In the large COMBINE clinical trial, which included over 1,300 participants, only 0.9% had significant liver enzyme elevations while taking naltrexone at 100 mg per day (double the standard dose), and none developed serious liver disease. A separate study of nearly 3,000 VA patients with cirrhosis who started naltrexone found that liver enzymes actually decreased on average, and the 2% who had elevations at three months couldn’t be attributed to the medication.
Current guidelines still recommend caution if your liver enzymes are very elevated, and naltrexone isn’t typically the first choice for someone with acute alcoholic hepatitis. But for most people, including many with liver disease, it’s considered safe at the standard 50 mg dose.
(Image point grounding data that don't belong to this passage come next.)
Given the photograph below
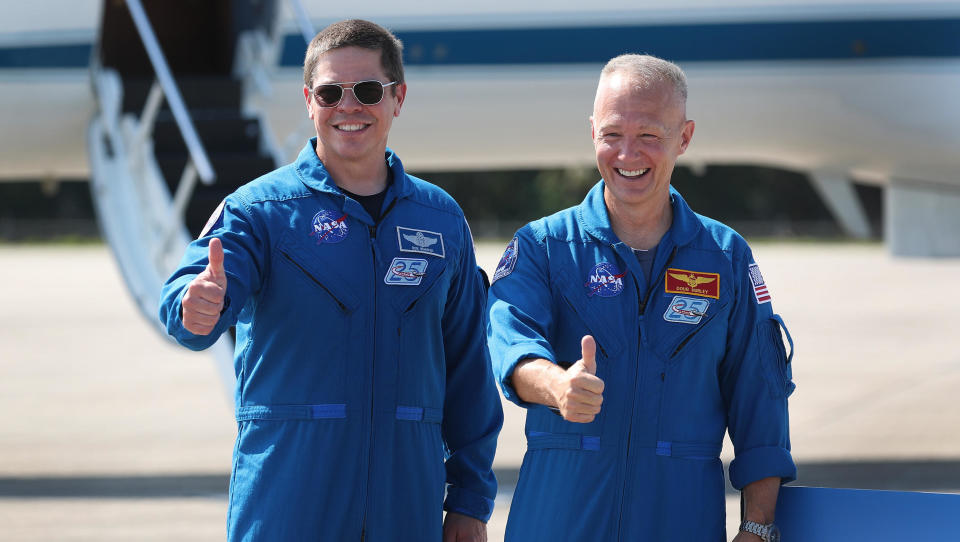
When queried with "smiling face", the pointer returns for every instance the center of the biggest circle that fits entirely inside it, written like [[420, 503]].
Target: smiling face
[[351, 134], [639, 131]]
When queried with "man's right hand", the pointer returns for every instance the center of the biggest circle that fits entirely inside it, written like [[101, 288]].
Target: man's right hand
[[577, 391], [203, 301]]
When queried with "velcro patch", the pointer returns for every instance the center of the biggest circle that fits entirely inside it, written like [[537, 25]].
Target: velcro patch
[[508, 261], [422, 241], [686, 310], [759, 286], [406, 271], [683, 281]]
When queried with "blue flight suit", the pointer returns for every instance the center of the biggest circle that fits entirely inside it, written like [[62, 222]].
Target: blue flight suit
[[365, 399], [684, 355]]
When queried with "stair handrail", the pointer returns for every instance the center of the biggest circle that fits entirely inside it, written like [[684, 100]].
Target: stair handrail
[[180, 114], [303, 20]]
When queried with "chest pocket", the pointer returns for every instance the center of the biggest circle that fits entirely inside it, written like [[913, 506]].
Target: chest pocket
[[680, 324], [603, 325], [300, 260], [407, 298]]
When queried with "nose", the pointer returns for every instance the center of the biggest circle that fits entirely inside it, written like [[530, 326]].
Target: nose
[[349, 101], [630, 147]]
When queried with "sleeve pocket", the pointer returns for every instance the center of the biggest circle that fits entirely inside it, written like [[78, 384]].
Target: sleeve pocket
[[777, 369]]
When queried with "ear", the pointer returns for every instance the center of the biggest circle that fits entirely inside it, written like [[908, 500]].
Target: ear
[[400, 95], [686, 135]]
Pill vs. Monthly Injection
Naltrexone comes in two forms: a daily 50 mg tablet and a monthly intramuscular injection (sold as Vivitrol). Both can cause nausea, headache, and fatigue, particularly around the first dose or first injection. The injection delivers the medication steadily over four weeks, so you can’t adjust the dose downward the way you can with tablets if side effects bother you. With the oral version, you have the flexibility to start low and increase gradually, which is why many prescribers begin patients on the pill before switching to the injection if adherence is a concern.
The injection can also cause soreness, hardness, or a lump at the injection site, which is unique to that form. For people who tolerate the oral version well, the transition to the injection is generally smooth.